GIJN has compiled a comprehensive list of resources to track ships (including big yachts and fishing boats).
It’s possible to learn where ships came from and where they are going in near real time. Also, you can research ship owners, get information about the ships and see pictures of them. Tools also exist to follow the movements of the cargo containers they carry.
Just for the wow factor, click to see this world map that reveals the magnitude of ocean shipping.
Read a description of how ships are tracked through the use of the automatic identification system (AIS). AIS signals from some 180,000 vessels are monitored daily via land-based stations and satellites.
While much information can be obtained for free, subscriptions are often required to acquire more sophisticated material, such as very current or historic information. The options range, as do the prices, but in very general terms, a subscription may run to a few hundred dollars a month. Some of the vendors are open to working with journalists, to provide images and more.
Tracking Data Used in Variety of Ways
Ship-tracking data has been critical for reporting on collisions at sea, both on a spot news basis and in investigative reporting. For example, here’s a look-back by The New York Times at a 2017 crash between a US Navy ship and a commercial ship near Singapore.
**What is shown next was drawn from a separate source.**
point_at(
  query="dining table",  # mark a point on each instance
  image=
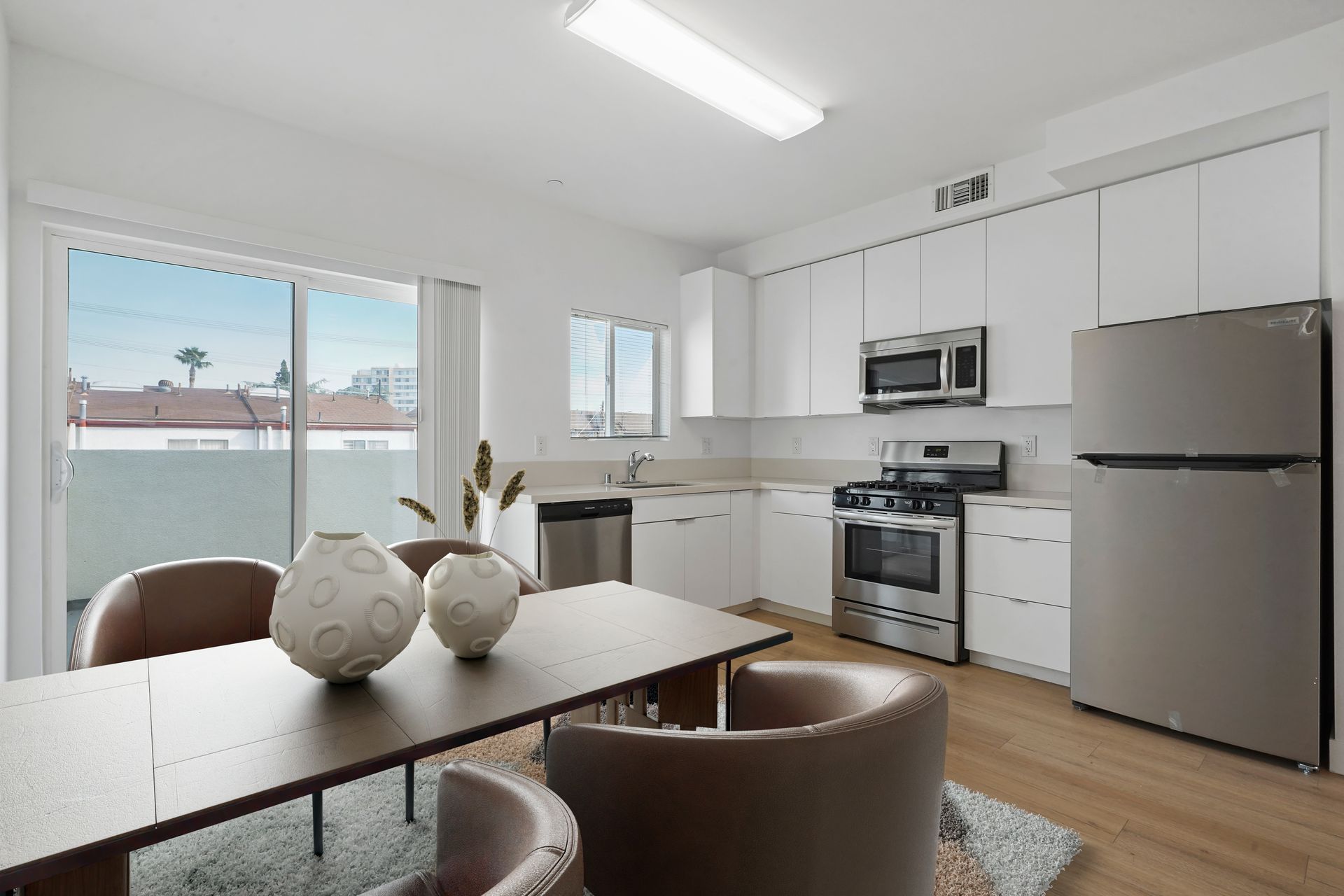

MarineTraffic supplied data for the story.
Investigative reporters have found many other uses for shipping data, for example:
- To expose the movement of North Korean vessels. North Korea’s mystery ship: The curious case of the Hao Fan 6, by Joshua Berlinger for CNN. And North Korean fuel ships dodge sanctions on the way back from Russia, by Polina Nikolskaya for Reuters.
- To examine what might be going on when ships turn off their transponders. Security fears over cargo ships ‘going dark’ near terror zones, by Fiona Hamilton for The Times of London. The NGO Oceana investigated the same issue for its report, Avoiding Detection: Global Case Studies of Possible AIS Avoidance.
- To research slavery in the Thai seafood industry. In PBS interview, AP reporter Martha Mendoza describes how she and colleagues “videoed and documented the seafood being loaded on to one refrigerated cargo ship.” She continued: “That boat had a satellite tracker in it, and that tracker was pinging to a locator, and we watched the boat via the Internet. And for two weeks, we tracked it into port. When it arrived in port, AP met it and watched the seafood being unloaded into pickup trucks, and followed those trucks to factories.”